HURRICANE 1 (noun) a tropical cyclone with winds of 74 mph or greater that occurs especially in the western Atlantic and is usually accompanied by rain, thunder, and lightning.


Charley, Frances, Ivan, and Jeanne: These are the storms that made Florida's violent 2004 hurricane season one for the record books, and one that residents and visitors aren't likely to see again for a long time. The last time so many storms struck the same state in one season was 1886, when Texas took four direct hits.


Hurricane season officially begins June 1 and lasts until November 30, threatening the eastern and Gulf coasts of the United States, Mexico, Central America, and the Caribbean. In reality, the riskiest periods are quite narrow. For example, only 24 major hurricanes (Category 3 or higher) hit Florida from 1900 to 1966, and of those, 15 were in September.
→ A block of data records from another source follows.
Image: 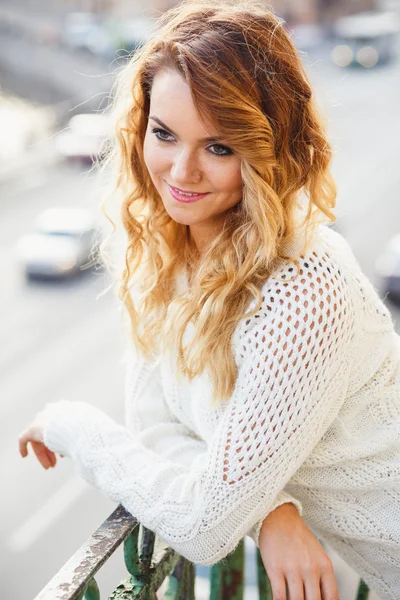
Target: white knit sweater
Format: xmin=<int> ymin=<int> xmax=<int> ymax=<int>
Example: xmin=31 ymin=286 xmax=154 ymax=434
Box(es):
xmin=44 ymin=225 xmax=400 ymax=600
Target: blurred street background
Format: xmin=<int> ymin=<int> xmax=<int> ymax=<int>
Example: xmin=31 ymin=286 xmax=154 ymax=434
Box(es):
xmin=0 ymin=0 xmax=400 ymax=600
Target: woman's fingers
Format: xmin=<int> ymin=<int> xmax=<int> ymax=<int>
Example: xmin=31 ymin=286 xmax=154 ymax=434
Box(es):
xmin=31 ymin=440 xmax=52 ymax=469
xmin=320 ymin=562 xmax=340 ymax=600
xmin=286 ymin=572 xmax=304 ymax=600
xmin=304 ymin=576 xmax=324 ymax=600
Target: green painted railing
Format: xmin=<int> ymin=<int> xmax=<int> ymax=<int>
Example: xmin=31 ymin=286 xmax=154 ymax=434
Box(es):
xmin=35 ymin=506 xmax=369 ymax=600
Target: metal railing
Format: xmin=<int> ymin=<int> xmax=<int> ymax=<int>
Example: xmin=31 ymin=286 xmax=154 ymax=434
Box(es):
xmin=35 ymin=506 xmax=369 ymax=600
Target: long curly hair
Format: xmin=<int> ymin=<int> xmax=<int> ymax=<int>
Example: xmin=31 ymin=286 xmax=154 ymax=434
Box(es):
xmin=101 ymin=0 xmax=336 ymax=402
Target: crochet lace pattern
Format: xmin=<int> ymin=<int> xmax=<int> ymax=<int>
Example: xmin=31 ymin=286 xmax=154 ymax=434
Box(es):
xmin=44 ymin=225 xmax=400 ymax=600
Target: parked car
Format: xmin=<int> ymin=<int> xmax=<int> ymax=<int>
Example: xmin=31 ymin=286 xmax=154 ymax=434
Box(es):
xmin=17 ymin=207 xmax=97 ymax=278
xmin=331 ymin=11 xmax=400 ymax=69
xmin=375 ymin=233 xmax=400 ymax=303
xmin=55 ymin=113 xmax=111 ymax=164
xmin=61 ymin=12 xmax=107 ymax=52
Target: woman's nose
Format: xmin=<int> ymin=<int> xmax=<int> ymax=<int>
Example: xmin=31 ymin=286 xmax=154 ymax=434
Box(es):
xmin=171 ymin=151 xmax=201 ymax=184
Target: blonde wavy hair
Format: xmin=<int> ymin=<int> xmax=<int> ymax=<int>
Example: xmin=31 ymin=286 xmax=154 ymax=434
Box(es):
xmin=101 ymin=0 xmax=336 ymax=402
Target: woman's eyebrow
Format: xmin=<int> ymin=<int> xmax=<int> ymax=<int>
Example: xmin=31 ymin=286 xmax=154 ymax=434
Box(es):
xmin=149 ymin=115 xmax=222 ymax=142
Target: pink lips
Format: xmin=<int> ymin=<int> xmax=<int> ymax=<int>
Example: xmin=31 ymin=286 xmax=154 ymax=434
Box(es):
xmin=167 ymin=183 xmax=209 ymax=204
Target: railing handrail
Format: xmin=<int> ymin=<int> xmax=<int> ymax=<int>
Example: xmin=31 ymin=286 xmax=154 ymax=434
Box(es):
xmin=34 ymin=505 xmax=369 ymax=600
xmin=34 ymin=506 xmax=139 ymax=600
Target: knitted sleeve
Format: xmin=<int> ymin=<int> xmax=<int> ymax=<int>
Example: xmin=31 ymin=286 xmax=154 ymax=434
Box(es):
xmin=125 ymin=349 xmax=207 ymax=466
xmin=44 ymin=254 xmax=355 ymax=565
xmin=125 ymin=349 xmax=303 ymax=546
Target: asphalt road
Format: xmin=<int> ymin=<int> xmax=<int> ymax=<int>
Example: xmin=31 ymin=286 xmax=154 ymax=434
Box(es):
xmin=0 ymin=31 xmax=400 ymax=600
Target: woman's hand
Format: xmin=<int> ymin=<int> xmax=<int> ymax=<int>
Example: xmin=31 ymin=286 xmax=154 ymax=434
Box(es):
xmin=18 ymin=409 xmax=61 ymax=469
xmin=259 ymin=503 xmax=339 ymax=600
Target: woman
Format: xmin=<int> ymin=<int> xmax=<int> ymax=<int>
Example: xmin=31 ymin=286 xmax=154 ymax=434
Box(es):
xmin=20 ymin=0 xmax=400 ymax=600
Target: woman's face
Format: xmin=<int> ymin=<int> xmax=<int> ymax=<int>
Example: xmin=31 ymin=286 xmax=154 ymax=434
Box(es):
xmin=144 ymin=69 xmax=242 ymax=249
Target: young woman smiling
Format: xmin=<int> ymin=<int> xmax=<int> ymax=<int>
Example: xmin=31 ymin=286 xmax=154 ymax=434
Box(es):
xmin=20 ymin=0 xmax=400 ymax=600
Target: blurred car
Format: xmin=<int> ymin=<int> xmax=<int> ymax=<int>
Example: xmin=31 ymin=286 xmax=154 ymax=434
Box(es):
xmin=55 ymin=113 xmax=111 ymax=164
xmin=17 ymin=207 xmax=97 ymax=278
xmin=331 ymin=11 xmax=400 ymax=69
xmin=61 ymin=12 xmax=107 ymax=52
xmin=375 ymin=233 xmax=400 ymax=302
xmin=105 ymin=17 xmax=156 ymax=59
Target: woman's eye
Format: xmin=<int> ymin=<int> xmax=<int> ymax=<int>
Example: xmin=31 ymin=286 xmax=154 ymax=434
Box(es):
xmin=151 ymin=127 xmax=171 ymax=142
xmin=209 ymin=144 xmax=233 ymax=156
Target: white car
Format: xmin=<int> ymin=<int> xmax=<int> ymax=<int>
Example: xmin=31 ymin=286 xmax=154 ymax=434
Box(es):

The United States rates hurricanes on the Saffir-Simpson intensity scale to give an estimate of the potential flooding and damage to property. Storms rated Category 3 or higher are considered “major hurricanes,” according to the National Weather Service. Category 1 storms have winds of 74 mph to 95 mph; Category 2, 96 mph to 110 mph; Category 3, 111 mph to 130 mph; Category 4, 131 mph to 155 mph; and Category 5 is any storm with winds higher than 155 mph.


Hurricanes are considered an “act of God” in legal terms. Therefore, by including a strong force majeure clause in your hotel contracts, you can protect yourself from cancellation liability. However, if the meeting is a revenue producer and your organization will take a financial hit from not holding the event, you'll need cancellation insurance to protect yourself. Among the leading companies marketing event insurance to the meetings industry are Seabury & Smith,; Aon Association Services,; and Rust Insurance Agency Inc.,


Managing a meeting cancellation is a thankless task, but one that every planner should be ready to handle in a professional manner. Create an emergency plan in advance. Designate a core team of decision makers and outline a plan for communicating with management, meetings staff, attendees, and suppliers.